During our first cooperative education experience, the co-op office presented us with the ideas of grit and flow. They asked us what roles they played in the workplace and how we could change how we act there in order to make it more sustainable. Looking back, I am surprised to find that I had the same critiques regarding work and flow then as I do today. Why should I aim to “flow” through my job, when I should be enjoying every minute of it? Today, as my dad likes to remind me, a person has three homes—the house, the place of work, and the place of play/socialization. In my father’s idea of the world, the house is for sleeping, the place of work is for earning money, and the place of play seems to be code for the bar or coffee shop where one can go to socialize and unwind. In this world of three homes, a person would ideally spend his time in each home equally; sleeping in the house, gritting your teeth and flowing through the workplace, and finally enjoying oneself with friends and a beer/coffee.
As most things do to a twenty-one-year-old, this separation of homes seems questionable. I constantly find myself asking how I can enjoy being at my place of work as much as being in my place of play. Should there be no separation? What should I need to work on for it to be as enjoyable as my free time?
My theme for this co-op seems to be the question: how can I be happy? Throughout my life, my loved ones have constantly told me, “be sure you are doing something that you are passionate about,” so, for this co-op, I decided to work in marine research and conservation.
I am currently working with the Florida Institute of Technology’s Marine Laboratory in Vero Beach Florida. The lab’s mission is, “to develop new strategies for responsible aquaculture and educate the community about aquatic organisms through research demonstrations and hands-on learning programs.” The lab is conveniently placed directly on the beach, where it has direct access to seawater. This surprisingly unique property attracts many contractors who are interested in raising marine life. These contractors work on “unlocking the lifecycle” of many aquarium fish, such as the beautiful Blue Tang (Paracanthurus hepatus)—which many may know by the name Dory. Others work on producing algae known as Spirulina (Arthrospira platensis), which is used as a protein supplement around the world.
The lab is also conducting its own research. Currently, we are working on three main projects, one of which is studying how certain probiotics affect the growth of seahorses. My role in this project has been to learn how to use the software “Image J” and use it to measure the size of the seahorses. Once we collect enough data we can then use software like “R” to analyze it and see if there is a significant difference in growth rate.
In another one of our projects, we are attempting to gather more information on the elusive Diamondback Terrapin (Malaclemys terrapin). Florida law states that it is legal to consume two of these reptiles per day. We want to be sure that there are a sustainable number of terrapin in Florida waters.

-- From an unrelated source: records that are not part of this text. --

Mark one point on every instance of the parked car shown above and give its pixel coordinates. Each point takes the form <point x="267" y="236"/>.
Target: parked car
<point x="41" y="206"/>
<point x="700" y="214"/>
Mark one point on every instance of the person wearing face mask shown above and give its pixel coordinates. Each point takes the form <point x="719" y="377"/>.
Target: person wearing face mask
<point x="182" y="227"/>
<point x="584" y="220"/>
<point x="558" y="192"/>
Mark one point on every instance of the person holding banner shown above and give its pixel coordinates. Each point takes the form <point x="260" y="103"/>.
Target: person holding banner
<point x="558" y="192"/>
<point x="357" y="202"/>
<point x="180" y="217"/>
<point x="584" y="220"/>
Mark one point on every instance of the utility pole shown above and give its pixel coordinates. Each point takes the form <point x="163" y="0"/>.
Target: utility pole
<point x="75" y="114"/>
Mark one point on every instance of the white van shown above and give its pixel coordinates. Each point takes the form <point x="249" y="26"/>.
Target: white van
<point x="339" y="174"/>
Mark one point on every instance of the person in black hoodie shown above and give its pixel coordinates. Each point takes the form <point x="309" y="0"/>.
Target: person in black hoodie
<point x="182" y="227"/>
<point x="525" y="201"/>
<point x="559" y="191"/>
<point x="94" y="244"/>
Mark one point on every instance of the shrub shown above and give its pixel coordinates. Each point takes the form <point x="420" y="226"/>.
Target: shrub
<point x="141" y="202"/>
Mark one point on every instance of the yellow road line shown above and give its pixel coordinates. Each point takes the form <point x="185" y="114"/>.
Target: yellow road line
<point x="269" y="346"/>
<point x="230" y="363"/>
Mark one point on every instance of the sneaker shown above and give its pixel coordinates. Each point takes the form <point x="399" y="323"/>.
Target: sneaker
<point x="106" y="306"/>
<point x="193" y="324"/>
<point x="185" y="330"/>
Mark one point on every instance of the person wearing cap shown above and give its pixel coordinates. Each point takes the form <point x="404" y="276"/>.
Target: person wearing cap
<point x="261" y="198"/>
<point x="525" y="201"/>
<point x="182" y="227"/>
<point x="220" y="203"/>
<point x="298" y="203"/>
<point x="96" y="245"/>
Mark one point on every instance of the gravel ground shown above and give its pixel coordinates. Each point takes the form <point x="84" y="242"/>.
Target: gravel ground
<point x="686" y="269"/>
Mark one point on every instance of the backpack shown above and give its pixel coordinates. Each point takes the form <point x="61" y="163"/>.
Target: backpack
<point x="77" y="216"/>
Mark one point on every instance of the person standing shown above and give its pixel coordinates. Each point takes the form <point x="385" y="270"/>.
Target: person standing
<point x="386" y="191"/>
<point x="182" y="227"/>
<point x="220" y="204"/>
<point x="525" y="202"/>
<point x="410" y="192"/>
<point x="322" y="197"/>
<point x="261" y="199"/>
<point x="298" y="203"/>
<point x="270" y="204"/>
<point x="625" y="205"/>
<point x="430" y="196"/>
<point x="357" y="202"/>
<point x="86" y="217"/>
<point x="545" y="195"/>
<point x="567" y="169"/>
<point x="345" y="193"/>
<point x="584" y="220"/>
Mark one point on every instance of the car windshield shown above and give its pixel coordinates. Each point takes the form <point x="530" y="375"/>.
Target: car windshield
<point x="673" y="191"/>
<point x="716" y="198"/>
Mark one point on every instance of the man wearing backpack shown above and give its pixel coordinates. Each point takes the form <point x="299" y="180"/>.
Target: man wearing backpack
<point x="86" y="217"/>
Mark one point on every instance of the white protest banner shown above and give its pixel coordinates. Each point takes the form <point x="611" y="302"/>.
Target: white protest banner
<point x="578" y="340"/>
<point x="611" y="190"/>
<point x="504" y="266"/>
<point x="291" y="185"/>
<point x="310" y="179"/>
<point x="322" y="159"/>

For this project, we are setting traps around Indian River County and counting the number of Terrapin that we find.
Our third project is the one that I am most excited about. I am currently leading the project to collect the gastrointestinal contents of lionfish from their non-native waters in-order to determine what they are eating. In order to do this, the Lab has had many stomachs sent to it, where I am currently photographing and preserving their contents. Once I have finished with this, I will take samples of tissue, and attempt to identify what species are being consumed based on the DNA.
As you can see from my rambling, I am incredibly excited about the work that I am doing and the people I am doing it with. I guess my parents were correct when they told me to find something that I am passionate about and pursue it. My place of work is slowly turning into my place of play.